Carl Grimm, Metro Natural Gardening and Toxics Reduction Specialist had advice for ridding your garden of pests and disease the natural way!
Copper barriers keep slimy pests away from plants
Sadly, slugs and snails can make short work of tender seedlings, strawberries and some flowers. Summer is the time to get ready for the onslaught that moist fall days will likely bring. A strip of copper tape or mesh attached to planters, raised beds or individual plant protectors keeps slugs out – as long as the plant does not grow to form a bridge with its leaves to the outside of the barrier. Be sure you remove any slugs or snails from the inside of the barrier.
Traps and nighttime hunting can help
Since slugs and snails are nocturnal, you can find them easily on or near your plants with the help of a flashlight at night. Once found, snip them in half with your pruners or drop them in soapy water. Alternatively, you could harvest the snails, feed ‘em cornmeal and eat ‘em as escargot – with lots of garlic and butter of course. But you may not want to do that with the slugs. Simple traps made of wood or pottery – or versions comprising a saucer of beer – can also help reduce their numbers.
Iron phosphate baits are much safer than metaldehyde
The new nontoxic slug baits based on iron phosphate can be sprinkled around affected plants as part of a safe strategy for slug and snail control. They will need to be reapplied about weekly.

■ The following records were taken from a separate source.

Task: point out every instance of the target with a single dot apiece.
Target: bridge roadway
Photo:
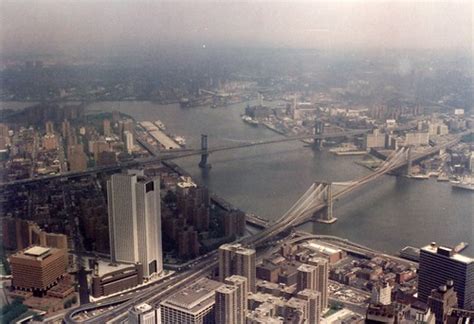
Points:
(300, 212)
(166, 156)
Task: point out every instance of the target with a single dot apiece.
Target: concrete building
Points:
(110, 282)
(37, 269)
(106, 127)
(129, 142)
(438, 264)
(234, 259)
(382, 294)
(135, 220)
(322, 279)
(192, 305)
(77, 158)
(144, 314)
(226, 305)
(242, 293)
(313, 298)
(307, 277)
(442, 300)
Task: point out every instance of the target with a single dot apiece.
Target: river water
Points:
(386, 214)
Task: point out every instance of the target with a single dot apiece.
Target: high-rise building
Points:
(442, 300)
(128, 136)
(242, 292)
(234, 259)
(314, 304)
(135, 220)
(76, 157)
(307, 277)
(193, 304)
(322, 279)
(49, 126)
(38, 268)
(438, 264)
(144, 314)
(226, 305)
(106, 126)
(382, 294)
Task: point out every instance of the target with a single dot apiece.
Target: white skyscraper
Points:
(135, 220)
(128, 136)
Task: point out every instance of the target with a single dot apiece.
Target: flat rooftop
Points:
(193, 298)
(36, 251)
(433, 248)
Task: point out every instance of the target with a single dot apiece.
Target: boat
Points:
(419, 176)
(160, 125)
(180, 140)
(466, 184)
(249, 120)
(462, 185)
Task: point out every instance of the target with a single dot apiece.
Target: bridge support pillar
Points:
(409, 162)
(326, 215)
(203, 163)
(318, 130)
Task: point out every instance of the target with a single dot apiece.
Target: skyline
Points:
(63, 27)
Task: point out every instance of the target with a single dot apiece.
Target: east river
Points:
(386, 214)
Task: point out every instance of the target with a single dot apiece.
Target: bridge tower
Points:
(318, 130)
(204, 148)
(326, 214)
(409, 161)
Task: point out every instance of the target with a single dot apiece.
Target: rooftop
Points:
(443, 250)
(193, 298)
(36, 251)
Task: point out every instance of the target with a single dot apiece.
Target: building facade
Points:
(135, 221)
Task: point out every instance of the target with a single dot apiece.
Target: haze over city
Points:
(111, 27)
(236, 162)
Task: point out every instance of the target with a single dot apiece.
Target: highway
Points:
(303, 210)
(172, 155)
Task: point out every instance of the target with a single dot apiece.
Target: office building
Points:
(322, 279)
(307, 277)
(438, 264)
(144, 314)
(106, 127)
(49, 126)
(76, 157)
(313, 298)
(442, 300)
(242, 295)
(226, 305)
(135, 220)
(37, 269)
(234, 259)
(381, 294)
(110, 282)
(128, 138)
(192, 305)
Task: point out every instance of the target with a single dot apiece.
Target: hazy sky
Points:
(65, 26)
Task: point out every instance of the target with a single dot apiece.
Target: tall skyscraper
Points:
(322, 279)
(242, 292)
(314, 304)
(226, 305)
(234, 259)
(382, 294)
(442, 300)
(106, 126)
(135, 220)
(128, 138)
(49, 126)
(438, 264)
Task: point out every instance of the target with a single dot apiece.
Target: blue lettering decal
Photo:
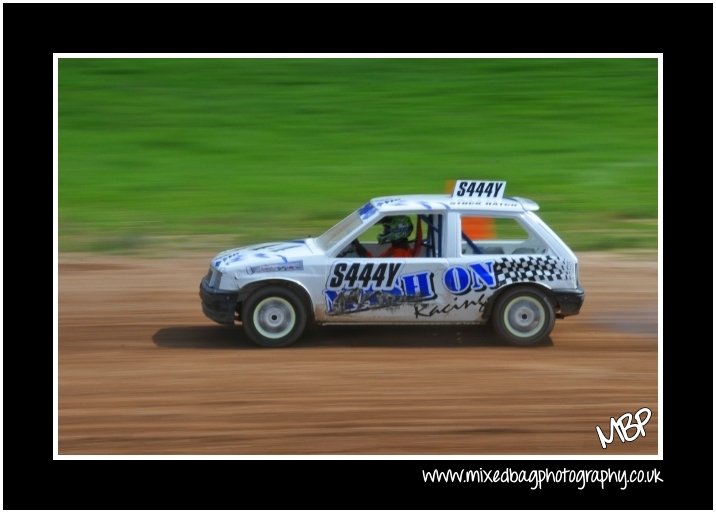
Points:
(483, 275)
(419, 285)
(457, 280)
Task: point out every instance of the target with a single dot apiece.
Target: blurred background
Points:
(221, 152)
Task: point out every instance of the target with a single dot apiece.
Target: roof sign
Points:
(478, 189)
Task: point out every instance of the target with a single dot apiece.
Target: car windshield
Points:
(334, 234)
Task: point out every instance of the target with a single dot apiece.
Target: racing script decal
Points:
(358, 286)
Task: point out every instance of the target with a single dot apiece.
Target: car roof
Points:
(439, 202)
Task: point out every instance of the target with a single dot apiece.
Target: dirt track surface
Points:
(142, 371)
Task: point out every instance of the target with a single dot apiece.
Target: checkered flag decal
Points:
(528, 268)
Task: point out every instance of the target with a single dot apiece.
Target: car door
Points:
(386, 289)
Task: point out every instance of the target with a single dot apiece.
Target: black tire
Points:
(523, 316)
(274, 316)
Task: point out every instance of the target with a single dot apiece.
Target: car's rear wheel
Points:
(523, 316)
(274, 316)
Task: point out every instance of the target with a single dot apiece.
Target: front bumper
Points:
(218, 305)
(569, 301)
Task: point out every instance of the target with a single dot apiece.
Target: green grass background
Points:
(247, 150)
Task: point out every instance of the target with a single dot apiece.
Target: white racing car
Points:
(472, 257)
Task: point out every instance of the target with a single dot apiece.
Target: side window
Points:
(399, 236)
(496, 236)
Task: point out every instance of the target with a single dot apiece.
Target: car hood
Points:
(287, 254)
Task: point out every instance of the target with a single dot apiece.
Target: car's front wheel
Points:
(523, 316)
(274, 316)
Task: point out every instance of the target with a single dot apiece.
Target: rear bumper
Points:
(218, 305)
(569, 301)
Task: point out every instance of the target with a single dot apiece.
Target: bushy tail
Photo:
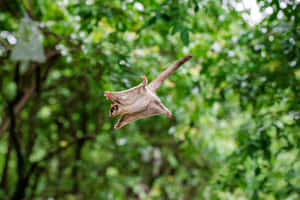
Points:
(155, 84)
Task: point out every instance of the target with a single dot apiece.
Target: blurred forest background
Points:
(236, 105)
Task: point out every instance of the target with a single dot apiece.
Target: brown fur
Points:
(140, 101)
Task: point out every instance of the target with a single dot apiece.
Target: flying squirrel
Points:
(140, 101)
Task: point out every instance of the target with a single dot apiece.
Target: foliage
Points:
(236, 105)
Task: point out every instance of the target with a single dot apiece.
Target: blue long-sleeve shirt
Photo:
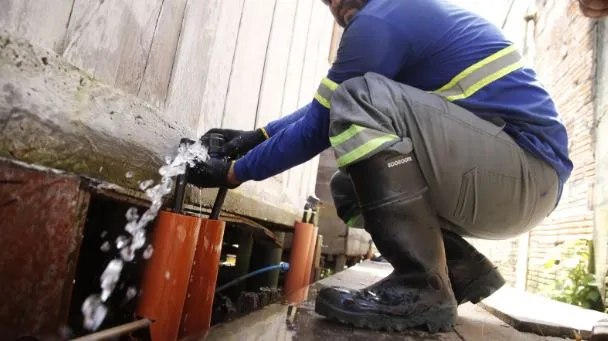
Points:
(422, 43)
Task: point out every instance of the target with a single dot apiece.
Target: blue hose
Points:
(282, 266)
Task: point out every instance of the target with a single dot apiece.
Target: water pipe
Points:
(282, 266)
(180, 183)
(216, 143)
(116, 331)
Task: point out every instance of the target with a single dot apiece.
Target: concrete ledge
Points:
(54, 114)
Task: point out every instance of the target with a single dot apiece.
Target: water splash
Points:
(105, 247)
(94, 307)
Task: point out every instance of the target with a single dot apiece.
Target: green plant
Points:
(572, 264)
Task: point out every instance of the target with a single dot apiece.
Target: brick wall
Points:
(564, 60)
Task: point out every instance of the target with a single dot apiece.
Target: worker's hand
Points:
(213, 173)
(594, 9)
(237, 142)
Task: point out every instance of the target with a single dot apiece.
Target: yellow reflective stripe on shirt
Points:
(345, 135)
(325, 91)
(482, 73)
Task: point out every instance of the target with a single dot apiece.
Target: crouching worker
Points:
(439, 131)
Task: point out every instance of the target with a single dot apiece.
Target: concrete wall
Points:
(105, 87)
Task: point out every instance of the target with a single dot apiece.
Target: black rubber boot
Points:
(472, 275)
(404, 227)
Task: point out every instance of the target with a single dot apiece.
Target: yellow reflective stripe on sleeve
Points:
(364, 149)
(345, 135)
(482, 73)
(325, 91)
(485, 81)
(324, 102)
(330, 84)
(265, 133)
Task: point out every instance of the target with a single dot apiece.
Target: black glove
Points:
(237, 142)
(210, 174)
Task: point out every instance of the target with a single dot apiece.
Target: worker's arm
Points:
(368, 45)
(276, 126)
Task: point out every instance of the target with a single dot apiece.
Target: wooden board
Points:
(192, 63)
(222, 57)
(248, 67)
(111, 39)
(43, 22)
(529, 312)
(140, 29)
(475, 323)
(154, 84)
(277, 59)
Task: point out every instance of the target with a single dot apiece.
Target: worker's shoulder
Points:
(418, 15)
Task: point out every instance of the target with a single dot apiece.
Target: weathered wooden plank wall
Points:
(201, 64)
(42, 22)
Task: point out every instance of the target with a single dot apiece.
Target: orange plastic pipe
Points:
(196, 318)
(167, 272)
(298, 262)
(311, 256)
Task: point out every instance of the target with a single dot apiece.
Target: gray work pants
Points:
(481, 182)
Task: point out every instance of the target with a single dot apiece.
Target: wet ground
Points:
(285, 323)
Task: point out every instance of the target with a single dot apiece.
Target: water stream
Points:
(94, 308)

Put powdery mildew in its place
If your rose, dogwood or zucchini leaves appear covered with blotches of white dust, they likely have powdery mildew. This is a fungal disease that generally does not damage vegetable crop production, but can stunt roses, apples and other plants. There are several safe options for addressing a current problem and plenty of resistant varieties to consider planting for later.
Pruning and proper watering are the keys to disease prevention
Simply prune off the affected foliage and dispose of it in your yard waste bin. This reduces the chance of spreading and improves air circulation and sun penetration. Watering in the morning is another key strategy – it washes off the spores and gives leaves time to dry by nightfall. If you have an ongoing problem on a tree or shrub, sulfur-based sprays are an effective, less-toxic alternative to more-hazardous chemical fungicides.
Natural gardening works – just say, “No,” to toxic pesticides
You can have a great garden without using harmful garden chemicals. It’s good for children, pets and the planet.